„Czekam na wznowienie wojny przez Azerbejdżan”
Tak do ostatnich wydarzeń na granicy Azerbejdżanu i Republiki Górskiego Karabachu odniósł się jej minister obrony Movses Hakobyan.
Dodał, że rok 2010 był szczególnie owocny w modernizowaniu armii małej republiki.
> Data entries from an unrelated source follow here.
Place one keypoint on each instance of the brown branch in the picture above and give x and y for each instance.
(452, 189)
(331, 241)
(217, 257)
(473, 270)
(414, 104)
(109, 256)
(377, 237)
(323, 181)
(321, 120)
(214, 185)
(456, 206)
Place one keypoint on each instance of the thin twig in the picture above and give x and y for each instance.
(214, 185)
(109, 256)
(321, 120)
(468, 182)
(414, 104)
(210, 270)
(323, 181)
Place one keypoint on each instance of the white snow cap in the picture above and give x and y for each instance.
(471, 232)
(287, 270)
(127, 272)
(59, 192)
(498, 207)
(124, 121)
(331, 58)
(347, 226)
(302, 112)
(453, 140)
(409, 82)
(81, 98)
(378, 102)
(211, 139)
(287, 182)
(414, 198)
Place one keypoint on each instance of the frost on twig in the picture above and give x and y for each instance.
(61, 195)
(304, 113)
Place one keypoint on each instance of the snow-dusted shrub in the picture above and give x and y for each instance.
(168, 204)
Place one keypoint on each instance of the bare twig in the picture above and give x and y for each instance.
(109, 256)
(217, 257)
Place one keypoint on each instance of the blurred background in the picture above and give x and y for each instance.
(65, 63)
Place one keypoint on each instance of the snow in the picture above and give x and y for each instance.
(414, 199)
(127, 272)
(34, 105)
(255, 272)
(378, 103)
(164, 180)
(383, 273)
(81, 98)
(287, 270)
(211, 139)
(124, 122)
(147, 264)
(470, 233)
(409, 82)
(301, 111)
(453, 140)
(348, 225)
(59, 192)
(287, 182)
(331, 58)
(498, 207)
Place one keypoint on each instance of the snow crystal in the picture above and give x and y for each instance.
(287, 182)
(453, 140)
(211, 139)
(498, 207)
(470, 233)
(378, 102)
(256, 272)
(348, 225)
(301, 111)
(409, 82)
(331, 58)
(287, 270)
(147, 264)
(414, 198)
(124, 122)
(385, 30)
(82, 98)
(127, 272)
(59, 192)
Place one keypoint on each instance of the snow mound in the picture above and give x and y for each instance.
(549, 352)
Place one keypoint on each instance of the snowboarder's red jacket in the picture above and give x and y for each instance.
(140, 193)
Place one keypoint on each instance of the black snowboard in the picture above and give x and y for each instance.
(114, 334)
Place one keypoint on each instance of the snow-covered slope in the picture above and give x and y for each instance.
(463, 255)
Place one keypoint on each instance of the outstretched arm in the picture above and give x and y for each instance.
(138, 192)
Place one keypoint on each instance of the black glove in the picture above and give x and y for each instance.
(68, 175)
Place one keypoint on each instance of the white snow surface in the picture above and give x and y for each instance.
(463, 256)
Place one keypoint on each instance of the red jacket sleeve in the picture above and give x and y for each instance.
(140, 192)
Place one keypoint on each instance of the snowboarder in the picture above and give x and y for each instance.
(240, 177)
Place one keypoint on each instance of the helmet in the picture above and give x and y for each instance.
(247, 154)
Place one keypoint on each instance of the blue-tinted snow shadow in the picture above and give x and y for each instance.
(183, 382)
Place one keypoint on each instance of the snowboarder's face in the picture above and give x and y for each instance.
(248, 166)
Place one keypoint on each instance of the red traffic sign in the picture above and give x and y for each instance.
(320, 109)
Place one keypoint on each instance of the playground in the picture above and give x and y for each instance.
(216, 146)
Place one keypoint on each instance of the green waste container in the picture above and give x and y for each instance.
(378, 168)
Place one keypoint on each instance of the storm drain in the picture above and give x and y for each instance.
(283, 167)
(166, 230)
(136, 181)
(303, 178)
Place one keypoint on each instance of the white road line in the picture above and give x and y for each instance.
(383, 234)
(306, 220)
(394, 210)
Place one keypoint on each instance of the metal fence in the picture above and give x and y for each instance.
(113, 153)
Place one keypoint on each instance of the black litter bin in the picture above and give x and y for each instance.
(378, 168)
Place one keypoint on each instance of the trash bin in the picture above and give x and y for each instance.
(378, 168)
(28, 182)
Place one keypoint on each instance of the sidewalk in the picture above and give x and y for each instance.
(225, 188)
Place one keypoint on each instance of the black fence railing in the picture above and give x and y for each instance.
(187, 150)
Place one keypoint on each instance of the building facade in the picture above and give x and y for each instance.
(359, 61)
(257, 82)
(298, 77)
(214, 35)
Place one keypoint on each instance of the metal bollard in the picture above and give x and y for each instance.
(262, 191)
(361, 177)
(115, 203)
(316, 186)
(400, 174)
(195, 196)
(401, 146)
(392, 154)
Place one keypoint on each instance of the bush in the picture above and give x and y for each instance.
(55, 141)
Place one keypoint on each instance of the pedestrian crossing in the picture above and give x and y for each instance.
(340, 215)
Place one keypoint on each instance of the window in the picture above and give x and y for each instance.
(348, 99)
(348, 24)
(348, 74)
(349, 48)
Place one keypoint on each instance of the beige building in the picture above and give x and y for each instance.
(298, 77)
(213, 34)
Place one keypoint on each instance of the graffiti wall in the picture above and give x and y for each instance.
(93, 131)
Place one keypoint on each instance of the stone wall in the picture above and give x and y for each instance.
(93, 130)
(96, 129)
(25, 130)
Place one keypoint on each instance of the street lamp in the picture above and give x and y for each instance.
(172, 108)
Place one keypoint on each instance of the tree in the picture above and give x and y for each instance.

Zapowiedział, że proces odnawiania sił zbrojnych będzie kontynuowany w 2011 r.
Minister wyraził też osobiste przekonanie, że gdyby tylko Armia Obrony RGK nie mogła poradzić sobie z powierzonymi jej zadaniami na odpowiednim poziomie, Azerbejdżan natychmiast wypowiedziałby wojnę. „Czekam na wznowienie wojny przez Azerów, jednym z głównych celów Armii Obrony w 2010 r. stała się gotowość do wojny. W tym zakresie poczyniliśmy wystarczająco duże postępy. Azerbejdżan nie rozpoczyna wojny tylko dlatego, że wie, iż niezdolny byłby do pokonania Karabachu. W przypadku wznowienia działań wojennych, Armia Obrony jest wstanie dać odpór wrogom” – poinformował minister.
„Każdego dnia, w każdej godzinie przygotowujemy się do wojny. Jeżeli wybuchnie, będziemy walczyć” – dodał. Zaznaczył jednak, że podstawowym zadaniem armii jest stworzenie odpowiednich warunków dla podjęcia przez polityków negocjacji ze stroną przeciwną.